Transcripted Summary

Direct Link to Colab - https://colab.research.google.com/drive/1QvlPgNkxxDjp2n6sgcue41rjiIg1E6FO

We'll be using Python in a tool called Google Colaboratory, or just Colab for short.



Colabs are free and behave just like a Google Doc, so you can share it, put it in your Google Drive, and more.

Colabs are awesome because they have the Python environment already set up for you. Libraries are already installed, and even give you access to CPUs, GPUs, and TPUs in the cloud.

It's great for machine learning and other things.

The links and files to the Google Colab and the data sets we'll be using are provided in the resources section or on my GitHub Gist page.



I recommend watching the video first and then trying it out on your own afterwards, but that's entirely up to you.

Now, we're ready. Let's go.

All right, here we are in Google Colab.

In this example, we already have the data collected and given to us in a pretty clean and structured format.



This is usually not the case for real-world applications.

We're going to start by exploring and analyzing the data. We'll then prepare the data, and train and validate a real ML model.

We need some context to know what we're trying to solve, so here's the problem statement for this exercise.

Predict a house's sale price, given data about the house, like lot area.

Let's move on to the first cell now.



We're going to be using pandas, which is a Python library, to explore, analyze, and prepare our data.

We'll use TensorFlow for modeling.

So, click on this run button and let's run the cell.
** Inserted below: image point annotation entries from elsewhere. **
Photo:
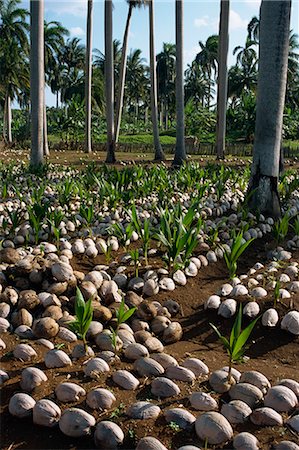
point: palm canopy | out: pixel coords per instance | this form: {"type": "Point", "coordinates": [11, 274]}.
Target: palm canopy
{"type": "Point", "coordinates": [13, 25]}
{"type": "Point", "coordinates": [208, 55]}
{"type": "Point", "coordinates": [14, 49]}
{"type": "Point", "coordinates": [54, 34]}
And you can see as of this recording, we are working with TensorFlow 2.7.

Next, we're going to load our training data.

We're going to open the folder on the left here, and then we're going to drag and drop our train.csv file into this white space here.
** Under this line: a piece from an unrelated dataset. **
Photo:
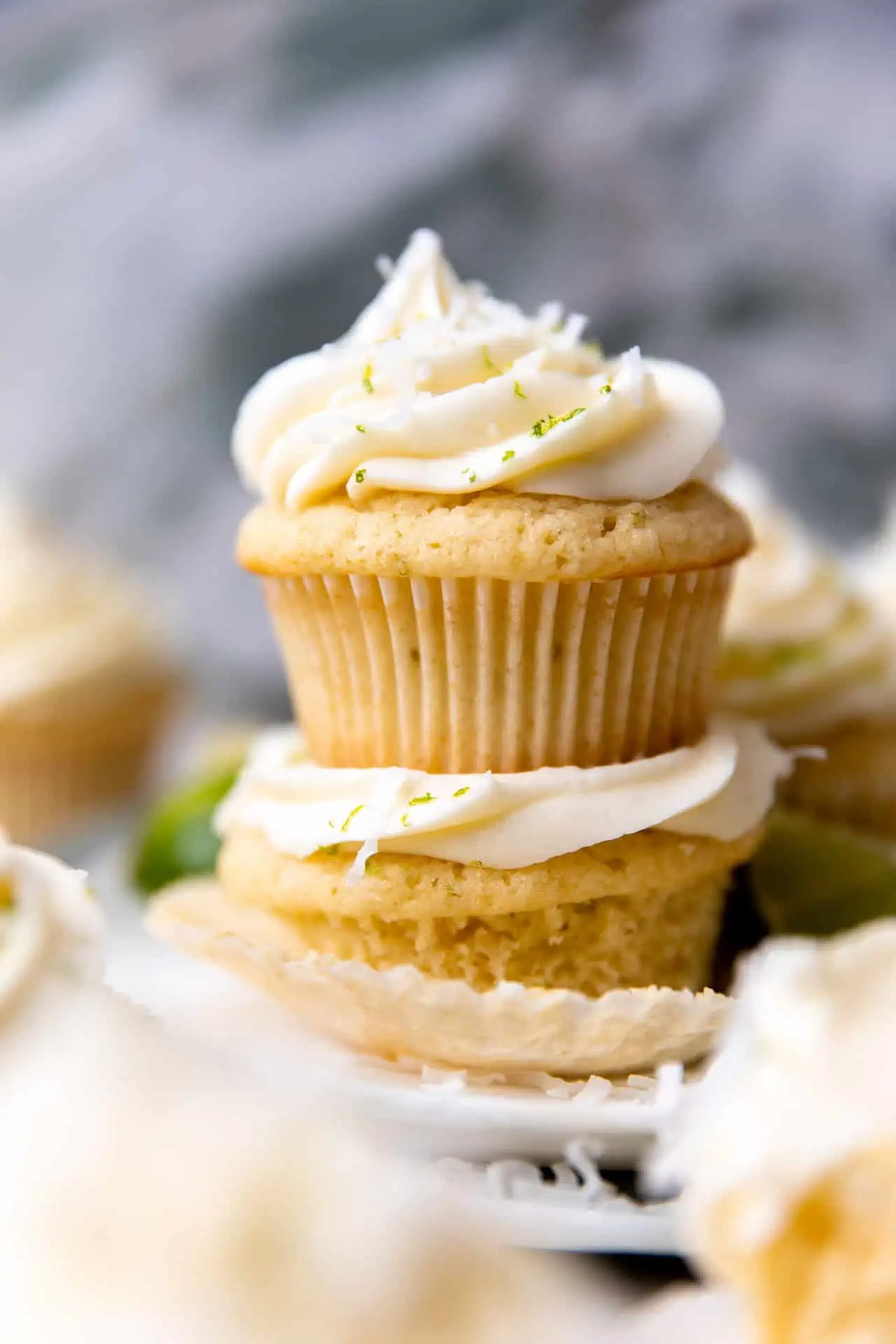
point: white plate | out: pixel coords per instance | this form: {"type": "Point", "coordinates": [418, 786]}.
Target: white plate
{"type": "Point", "coordinates": [492, 1135]}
So let me go to my finder where I downloaded it. Here it is. I have train.csv. Click and drag. There we have it.

All right, let's load it. Click run here.



And now data has a Pandas dataframe inside of it.


data = pd.read_csv("train.csv", index_col=0)

We can explore the top 5 rows of our training data by running this cell, using data.head(). And we'll get a lot of information about the data we're working with.

Here's the top 5 rows and all these columns are the different features we're working with.



Some houses were built in 2003, 1976.

We will also notice that there are things like NaNs, which means there's no number here, no value. So, we're missing data as well.

But, goodness, we can go through here and explore quite a bit.

Moving on, we can look at our data in different ways to gain additional insights, like the average, or mean, of different columns using this data.describe method.

Click run here and you'll see what I mean.



Each column now has different metrics shown, like how many are there here.

The mean, or the average, for all the values in this column. Standard deviation.

What's the smallest value in this column? What's the highest value in this column?

And all this information for everything we see in here.

Moving on, we can display a list of all the columns we currently have access to using data.columns.

We need to decide which should become our features and what should become our labels.

So, let's run this cell and, sure enough, you see there's quite a bit of information we get to work with.



For our label, we're probably going to want the sale price, right, since that's our problem statement. We want to predict the house price. We want to predict the sales price.

So, “SalePrice” is going to be our label and everything else would be our features, but which ones we want to use?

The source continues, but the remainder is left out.